Tuve la
curiosidad de investigar un poco sobre su autor y descubrí, alejándome de los
prejuicios literario-europeo-centristas, que hay un mundo de literatura mucho
más allá desconocido para mí, en este caso nada menos que un Premio Nobel.
La novela trata,
como eje fundamental en mi opinión, cómo el ser humano asume su condición más
allá de las circunstancias que le rodeen o la situación en que se encuentre. Acepta
su naturaleza sin más, se acepta a sí mismo, con todas sus aristas y no intenta
cambiarse por aspirar a una supuesta vida mejor ni por ningún otro interés. Sin
complejos ni doble moral.
Esta línea
filosófica, transmutada a la vida en Sudáfrica, de la mano de David Lurie, un
hombre entrado en los cincuenta que mantiene una relación con una alumna que
arruinará su carrera, algo que parece no importarle y ante lo que no intenta
ninguna forma de solventarlo. Simplemente continua con su vida como si nada.

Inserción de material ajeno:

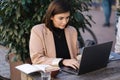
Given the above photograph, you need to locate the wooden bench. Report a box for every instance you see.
[21,60,120,80]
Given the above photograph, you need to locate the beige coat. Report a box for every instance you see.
[29,24,79,66]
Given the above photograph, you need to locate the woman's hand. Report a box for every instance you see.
[63,59,79,69]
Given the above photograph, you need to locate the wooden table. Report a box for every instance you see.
[21,60,120,80]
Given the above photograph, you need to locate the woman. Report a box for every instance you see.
[102,0,112,27]
[29,0,79,77]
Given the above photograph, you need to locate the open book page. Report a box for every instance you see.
[16,64,50,74]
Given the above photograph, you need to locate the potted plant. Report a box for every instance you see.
[0,0,92,80]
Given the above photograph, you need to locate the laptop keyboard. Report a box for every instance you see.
[61,67,79,75]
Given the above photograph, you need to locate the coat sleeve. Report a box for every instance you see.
[29,26,61,66]
[115,18,120,53]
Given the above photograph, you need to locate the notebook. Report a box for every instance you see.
[61,41,113,75]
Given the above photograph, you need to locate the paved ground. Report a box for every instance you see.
[0,9,116,80]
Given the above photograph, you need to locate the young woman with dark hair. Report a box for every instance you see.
[29,0,79,77]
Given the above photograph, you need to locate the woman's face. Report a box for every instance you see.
[51,12,70,29]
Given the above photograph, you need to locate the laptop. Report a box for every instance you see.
[61,41,113,75]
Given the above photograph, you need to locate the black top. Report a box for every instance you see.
[52,27,70,59]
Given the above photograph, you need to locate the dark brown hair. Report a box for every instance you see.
[43,0,70,30]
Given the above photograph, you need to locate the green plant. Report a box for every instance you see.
[0,0,92,62]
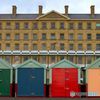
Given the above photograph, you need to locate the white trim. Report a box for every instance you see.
[49,50,58,55]
[58,50,67,55]
[76,51,85,55]
[95,51,100,55]
[39,50,49,55]
[36,10,70,19]
[68,50,76,55]
[13,50,22,55]
[10,69,13,84]
[22,50,31,55]
[31,51,39,55]
[15,69,18,84]
[3,50,12,55]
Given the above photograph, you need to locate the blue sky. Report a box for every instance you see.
[0,0,100,13]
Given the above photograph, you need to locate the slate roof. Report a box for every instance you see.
[0,14,100,20]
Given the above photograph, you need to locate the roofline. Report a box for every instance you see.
[15,59,45,69]
[49,59,80,69]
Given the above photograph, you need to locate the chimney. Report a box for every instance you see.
[39,5,43,16]
[12,5,17,16]
[90,5,95,16]
[65,5,68,15]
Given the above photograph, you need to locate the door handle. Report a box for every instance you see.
[32,76,35,79]
[31,92,35,95]
[65,88,69,90]
[65,78,69,80]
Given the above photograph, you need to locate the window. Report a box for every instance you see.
[0,33,2,40]
[87,44,92,50]
[68,56,74,62]
[60,43,65,50]
[32,56,38,61]
[60,56,65,60]
[15,34,20,40]
[42,22,47,29]
[96,23,100,29]
[42,43,46,50]
[33,34,38,40]
[87,22,91,30]
[60,22,64,29]
[6,43,10,50]
[77,56,82,64]
[96,34,100,40]
[78,44,83,50]
[24,44,28,50]
[24,22,29,29]
[6,34,10,40]
[5,56,11,63]
[0,44,2,50]
[23,56,29,62]
[33,44,38,50]
[42,33,46,40]
[60,33,64,40]
[51,33,56,40]
[96,55,100,59]
[96,44,100,50]
[15,44,19,50]
[51,56,56,63]
[14,56,21,64]
[24,33,28,40]
[41,56,46,64]
[51,22,56,29]
[69,33,74,40]
[78,22,83,30]
[15,23,20,29]
[87,34,92,40]
[87,56,92,64]
[78,34,83,40]
[69,23,74,30]
[69,44,74,50]
[0,22,2,29]
[51,43,56,50]
[33,23,38,29]
[6,22,11,29]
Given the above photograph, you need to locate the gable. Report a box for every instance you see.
[16,59,44,68]
[50,59,80,68]
[87,58,100,69]
[37,11,70,20]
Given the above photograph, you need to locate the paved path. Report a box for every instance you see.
[0,97,100,100]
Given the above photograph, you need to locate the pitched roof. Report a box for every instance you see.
[50,59,80,68]
[37,10,70,19]
[0,14,100,20]
[15,59,45,68]
[86,58,100,69]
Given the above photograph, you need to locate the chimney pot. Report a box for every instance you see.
[39,5,43,15]
[65,5,69,15]
[90,5,95,16]
[12,5,17,16]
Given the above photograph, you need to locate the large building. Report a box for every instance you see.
[0,5,100,66]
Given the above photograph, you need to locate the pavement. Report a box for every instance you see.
[0,97,100,100]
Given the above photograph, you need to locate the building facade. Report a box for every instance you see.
[0,5,100,66]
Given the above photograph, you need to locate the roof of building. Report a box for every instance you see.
[50,59,80,69]
[0,14,100,20]
[15,59,45,69]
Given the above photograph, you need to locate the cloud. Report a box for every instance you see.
[0,0,100,13]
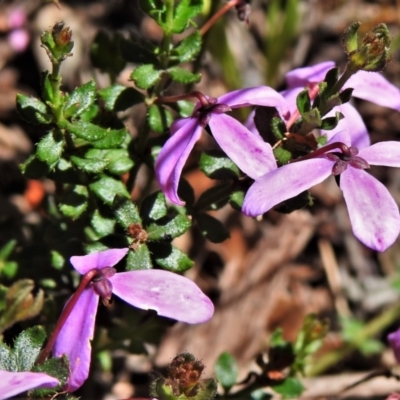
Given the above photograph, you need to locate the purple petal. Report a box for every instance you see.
[209,114,276,179]
[53,288,99,392]
[285,61,335,88]
[358,141,400,167]
[327,129,351,147]
[218,86,289,115]
[345,71,400,111]
[340,168,400,251]
[321,103,371,149]
[0,371,59,400]
[155,118,202,206]
[280,87,303,114]
[242,158,334,217]
[388,329,400,363]
[70,248,129,275]
[110,269,214,324]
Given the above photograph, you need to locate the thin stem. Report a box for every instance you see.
[307,304,400,376]
[200,0,242,36]
[331,64,358,98]
[290,142,351,164]
[286,84,319,131]
[155,91,210,107]
[36,269,99,364]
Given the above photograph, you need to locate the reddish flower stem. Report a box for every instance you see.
[290,142,351,164]
[200,0,242,35]
[36,269,99,364]
[155,90,210,107]
[286,83,319,131]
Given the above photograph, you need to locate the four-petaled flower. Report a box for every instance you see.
[0,370,59,400]
[281,61,400,148]
[155,86,288,205]
[53,248,214,392]
[242,131,400,251]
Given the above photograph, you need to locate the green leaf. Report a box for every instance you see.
[342,22,361,54]
[50,250,65,270]
[149,242,194,272]
[59,185,89,219]
[0,342,13,372]
[296,89,311,115]
[90,30,126,77]
[126,243,153,271]
[120,36,158,65]
[20,154,50,179]
[273,147,292,164]
[171,31,202,63]
[194,182,233,212]
[321,111,344,131]
[91,128,128,149]
[140,191,168,221]
[108,150,134,175]
[40,71,54,104]
[111,195,142,229]
[84,149,134,175]
[0,279,44,333]
[71,156,108,174]
[67,121,111,142]
[17,93,53,125]
[270,115,287,140]
[99,85,144,112]
[178,178,195,210]
[229,189,245,211]
[63,80,96,118]
[36,130,65,166]
[196,213,229,243]
[271,376,305,398]
[147,104,174,133]
[214,353,239,392]
[146,214,192,240]
[13,326,46,371]
[199,150,240,180]
[176,100,194,118]
[172,0,203,33]
[167,67,201,85]
[90,210,115,237]
[131,64,162,90]
[324,68,340,94]
[32,356,69,400]
[89,175,130,205]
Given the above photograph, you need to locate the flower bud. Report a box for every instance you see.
[151,353,217,400]
[342,22,391,72]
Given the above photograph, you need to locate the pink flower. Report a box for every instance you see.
[242,131,400,251]
[155,86,287,205]
[53,248,214,392]
[0,371,59,400]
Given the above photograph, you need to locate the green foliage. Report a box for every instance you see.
[199,150,240,180]
[0,326,46,372]
[0,279,44,333]
[167,67,201,85]
[171,31,202,63]
[271,377,305,399]
[99,84,144,112]
[196,213,229,243]
[90,30,125,77]
[340,317,384,356]
[214,353,239,393]
[265,0,299,87]
[17,94,53,125]
[131,64,161,90]
[148,104,173,133]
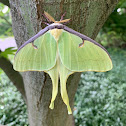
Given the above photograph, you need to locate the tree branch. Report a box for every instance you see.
[0,0,10,7]
[0,16,12,27]
[0,57,26,101]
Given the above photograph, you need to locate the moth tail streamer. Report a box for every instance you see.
[60,63,73,114]
[47,66,58,109]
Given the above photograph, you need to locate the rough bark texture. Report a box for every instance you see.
[10,0,118,126]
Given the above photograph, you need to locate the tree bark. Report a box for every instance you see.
[0,57,26,101]
[0,0,10,7]
[10,0,118,126]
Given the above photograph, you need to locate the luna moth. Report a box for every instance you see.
[14,12,112,114]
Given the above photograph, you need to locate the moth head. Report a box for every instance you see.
[44,11,70,24]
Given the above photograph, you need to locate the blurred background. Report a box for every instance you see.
[0,0,126,126]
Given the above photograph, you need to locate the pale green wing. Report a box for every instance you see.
[58,31,112,72]
[14,32,56,71]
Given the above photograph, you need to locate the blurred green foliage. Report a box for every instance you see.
[74,49,126,126]
[0,3,13,37]
[0,69,28,126]
[0,47,17,59]
[97,0,126,48]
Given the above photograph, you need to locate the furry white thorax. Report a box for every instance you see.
[49,23,63,42]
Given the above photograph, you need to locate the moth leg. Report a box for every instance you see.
[60,12,66,21]
[42,14,52,23]
[32,42,38,49]
[79,39,85,47]
[42,22,50,25]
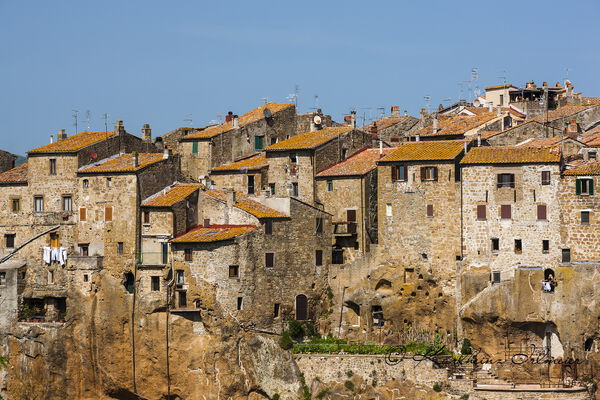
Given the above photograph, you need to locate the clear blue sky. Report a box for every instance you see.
[0,0,600,154]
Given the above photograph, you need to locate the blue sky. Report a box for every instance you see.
[0,0,600,154]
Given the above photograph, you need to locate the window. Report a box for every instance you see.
[542,171,550,185]
[315,250,323,266]
[515,239,523,254]
[498,174,515,188]
[4,233,16,249]
[254,136,265,150]
[10,199,21,212]
[477,204,487,221]
[79,243,90,257]
[421,167,437,181]
[265,253,275,268]
[537,204,548,221]
[392,165,408,182]
[265,220,273,235]
[63,196,73,213]
[315,218,323,233]
[427,204,433,217]
[327,179,333,192]
[562,249,571,262]
[33,196,44,212]
[575,178,594,196]
[104,206,112,222]
[581,211,590,225]
[175,269,185,285]
[491,238,500,251]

Cuando visita a su hija, que también siguió en cierto modo ese mismo camino, a
su manera, sucede un ataque violento e implacable que los cambiará a ambos y
los separará.
A partir de ese
momento, la vida de Lucy ( su hija ) y los intentos de su padre, David, de
comprender lo que ella argumenta se convierten en una espiral de indignación,
arrebato e incomprensión para el lector, seguramente parafraseando a Lucy “eso
es algo que no acertamos a comprender, ese mundo, esa vida, en esa comunidad”.
Pero para mí, como lector resulta incomprensible su actitud, su rendición, en
cierto modo a los acontecimientos, actitud no exenta de cierto pragmatismo,
desde un punto de vista un poco más radical.
Desgracia mezcla una
narrativa agradable, el comienzo de la novela es muy cautivador, con la
crueldad más brutal de la deshumanización de los atacantes, la incomprensión
entre dos personas de la misma familia, la sumisión, la rendición y el orgullo.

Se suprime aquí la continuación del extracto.